Now many people probably despise English soccer fans (or English sports fans of any kind) but not me, I love them. They’re loud and proud and exceptionally eager to buy everyone drinks. Go English fans!

So when a friend said he had some extra tickets to some matches and one of them was an English match I was there faster than Cristiano Ronaldo on crack.

There were a few minor problems to sort out though such as transport. You see, I work just a few hundred metres away from Cape Town Stadium so it’s not a problem for me to just walk there. Getting out of the city is the problem (when you have a car).

Try driving anywhere in this city on a match day and you will know the meaning of driving hell (you lot in the back from Gauteng can just be quiet now, thanks).

You can’t park anywhere, you can’t drive anywhere and you have to try extra hard not to be distracted by the trio of guys dressed like lions strolling about without a care in their hairy little worlds.

So being a back-in-the-day train traveller (or trainer as I like to call it) I decide that that’s my next best option. I’ll take a train into town before work, and then go to the match, and after the match I’ll take a train back home.

And being a seasoned trainer, I know that I should probably also check times and stops.

I haven’t ever been to New York’s Grand Central Station but I imagine and hope that Cape Town’s upgraded new station is something like it. Great glass windows allow one to see so much of the city’s beautiful skies; there’s security all over the place so it’s exceptionally safe; the woman doing the announcements sounds as if she took elocution training for three years so one can actually understand what she’s saying; and the information area now looks professional and is no longer just a really big cardboard stand.

But the best part of it all for me? The large lady liberating the last few crumbs from a big packet of chips while holding the fort at the spiffy information table.

She was frank enough to tell me that it would be best for me to take the earliest possible train after the match which was at about 23:00, to sit as close to the driver’s compartment as possible and, most importantly, to not travel on my own. This is especially the case when one is female. Right, now seeing as it’ll be virtually impossible to get out of Green Point straight after the match I won’t make it for that train and probably not for the one after it either. Oh joy. So scrap the train idea then...

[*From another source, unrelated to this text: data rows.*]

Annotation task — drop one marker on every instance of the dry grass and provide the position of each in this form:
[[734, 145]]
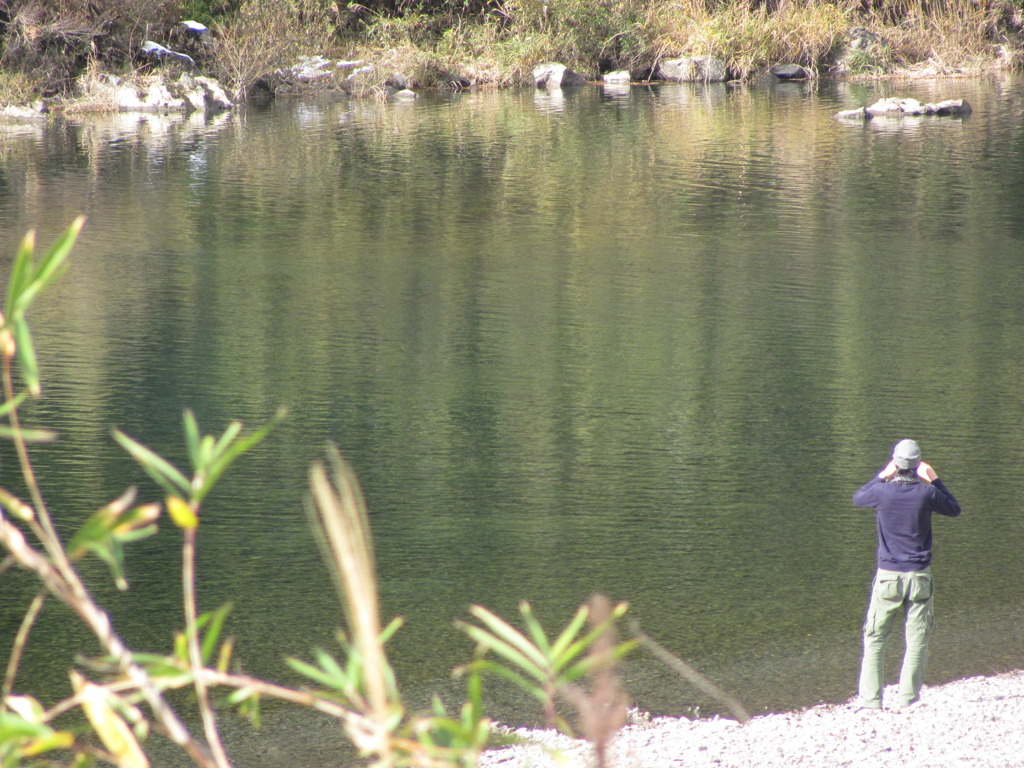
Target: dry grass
[[263, 38]]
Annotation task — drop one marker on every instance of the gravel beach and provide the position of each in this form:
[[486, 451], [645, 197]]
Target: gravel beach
[[976, 722]]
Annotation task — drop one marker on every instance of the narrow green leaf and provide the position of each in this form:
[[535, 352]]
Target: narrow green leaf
[[582, 644], [506, 651], [587, 664], [20, 273], [7, 406], [216, 468], [163, 472], [535, 629], [230, 432], [570, 632], [28, 365], [192, 437], [482, 665], [502, 629], [30, 435], [50, 266]]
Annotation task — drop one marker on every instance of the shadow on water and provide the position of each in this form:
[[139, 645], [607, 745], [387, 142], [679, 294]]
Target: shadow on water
[[642, 341]]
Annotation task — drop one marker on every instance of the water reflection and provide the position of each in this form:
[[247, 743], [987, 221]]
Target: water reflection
[[648, 349]]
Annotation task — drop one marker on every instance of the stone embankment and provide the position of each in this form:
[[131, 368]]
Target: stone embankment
[[978, 722]]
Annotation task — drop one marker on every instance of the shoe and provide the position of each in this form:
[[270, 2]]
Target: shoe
[[863, 706]]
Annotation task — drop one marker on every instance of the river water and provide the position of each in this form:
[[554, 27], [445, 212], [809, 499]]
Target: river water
[[642, 341]]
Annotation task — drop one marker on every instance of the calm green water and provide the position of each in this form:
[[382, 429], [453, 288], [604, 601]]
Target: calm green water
[[642, 341]]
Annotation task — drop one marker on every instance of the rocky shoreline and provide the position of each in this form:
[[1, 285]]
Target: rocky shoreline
[[975, 722]]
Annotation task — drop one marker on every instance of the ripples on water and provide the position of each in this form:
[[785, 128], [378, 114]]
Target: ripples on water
[[645, 340]]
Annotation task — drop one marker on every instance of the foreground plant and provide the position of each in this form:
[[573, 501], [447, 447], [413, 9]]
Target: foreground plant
[[121, 693]]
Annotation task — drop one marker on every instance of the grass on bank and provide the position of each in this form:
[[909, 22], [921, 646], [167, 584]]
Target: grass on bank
[[45, 45]]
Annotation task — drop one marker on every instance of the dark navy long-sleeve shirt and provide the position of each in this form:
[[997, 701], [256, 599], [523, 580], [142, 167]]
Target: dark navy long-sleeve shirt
[[904, 519]]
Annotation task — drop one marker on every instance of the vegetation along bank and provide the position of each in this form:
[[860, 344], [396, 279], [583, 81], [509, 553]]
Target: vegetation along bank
[[54, 49]]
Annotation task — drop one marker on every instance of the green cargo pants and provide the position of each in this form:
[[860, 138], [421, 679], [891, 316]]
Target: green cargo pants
[[894, 592]]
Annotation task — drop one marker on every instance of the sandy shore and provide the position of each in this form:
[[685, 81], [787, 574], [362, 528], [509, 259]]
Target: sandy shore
[[976, 722]]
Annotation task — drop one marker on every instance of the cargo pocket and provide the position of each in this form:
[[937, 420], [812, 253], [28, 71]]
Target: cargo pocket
[[922, 588], [888, 587]]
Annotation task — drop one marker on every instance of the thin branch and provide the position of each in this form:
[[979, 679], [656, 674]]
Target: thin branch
[[195, 654], [690, 674], [99, 624]]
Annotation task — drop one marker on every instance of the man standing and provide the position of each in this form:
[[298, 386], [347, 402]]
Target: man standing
[[904, 494]]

Plan B. I’ll park my car just outside the city at a friend’s place, take a train into town before work, get the friend who’s taking me to the match to drop me at the other friend after the match and then I’m good to go. It sounds complicated but it worked out.

All in all it was a pretty hassle-free experience, although there was one fearful moment when I saw a man on the train who I refer to as the green-eyed monster because he’s green-eyed (doh) and he’s scary and he once went into the women’s toilet at a bar that a friend of mine and I were at and he’s one of those odd people who stare at others while fumbling their fingers about nervously.

A colleague who’s also a trainer tells me I should be very careful of him, he scams women and is just your average grade-A nutcase.

So tourists and locals who plan on using public transport, remember this: it’s by and large pretty safe, particularly now, but there are dodgy characters - you’ll know them when you see them - to avoid.

And yes, the England versus Algeria game wasn’t the most exciting in the tournament thus far – my father says it was downright boring - but it was worth it trying to figure out how I was going to travel, being frightened by the green-eyed monster, and being almost crushed just outside the stadium by overly excited football fanatics just to hear thousands of English people sing God Save the Queen. Indeed.